The environmental campaigning charity has expressed concerns over Government’s plans to increase new housing numbers from 28,900 to 32,000 to be built in the South East every year for the next 20 years.

The group challenged a Whitehall report saying that additional new housing is necessary in the overcrowded South East, and that green belt land may have to be built on to accommodate the plans.

CPRE South East Director Edward Dawson said:

“There will be huge pressures on resources and infrastructure, such as water and transport, and large areas of valued countryside, including the internationally important Thames Basin Heaths, are under serious threat.”

The pressure group claims that under these new housing schemes, the integrity of the region’s greenbelt could be at risk, and that government should strongly consider raising its 60% target for building on brownfield sites to 75%.

In a pledge earlier this year, Prime Minister Gordon Brown said that three million new homes would be built by 2020 in the UK, predominantly on previously developed brownfield sites.
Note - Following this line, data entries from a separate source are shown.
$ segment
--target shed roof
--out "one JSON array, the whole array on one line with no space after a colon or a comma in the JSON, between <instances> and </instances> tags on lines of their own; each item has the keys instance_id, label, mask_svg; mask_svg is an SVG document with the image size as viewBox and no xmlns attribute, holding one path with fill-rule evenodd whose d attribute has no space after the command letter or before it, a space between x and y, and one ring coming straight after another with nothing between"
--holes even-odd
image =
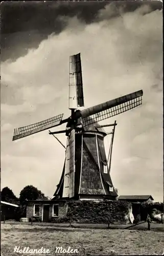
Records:
<instances>
[{"instance_id":1,"label":"shed roof","mask_svg":"<svg viewBox=\"0 0 164 256\"><path fill-rule=\"evenodd\" d=\"M7 204L7 205L11 205L11 206L14 206L15 207L18 207L19 205L17 204L11 204L11 203L8 203L8 202L4 202L4 201L1 201L1 204Z\"/></svg>"},{"instance_id":2,"label":"shed roof","mask_svg":"<svg viewBox=\"0 0 164 256\"><path fill-rule=\"evenodd\" d=\"M149 198L151 198L152 200L154 200L154 199L151 196L151 195L140 195L140 196L120 196L119 197L119 200L148 200Z\"/></svg>"}]
</instances>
CPRE South East says that it welcomes the “importance attached…to the sustainable development of the South East,” but they stress the pressure for new housing in the South East is more intense than in any other region of the country and could pose a “serious challenge to…the region’s countryside.”

A review of the new housing plans in the region is due to take place over the coming weeks, with a final plan to be published by next summer.

“It is a huge challenge to provide 640,000 new homes in a region where the capacity of the environment is being stretched to the limit,” said CPRE South East Director Edward Dawson.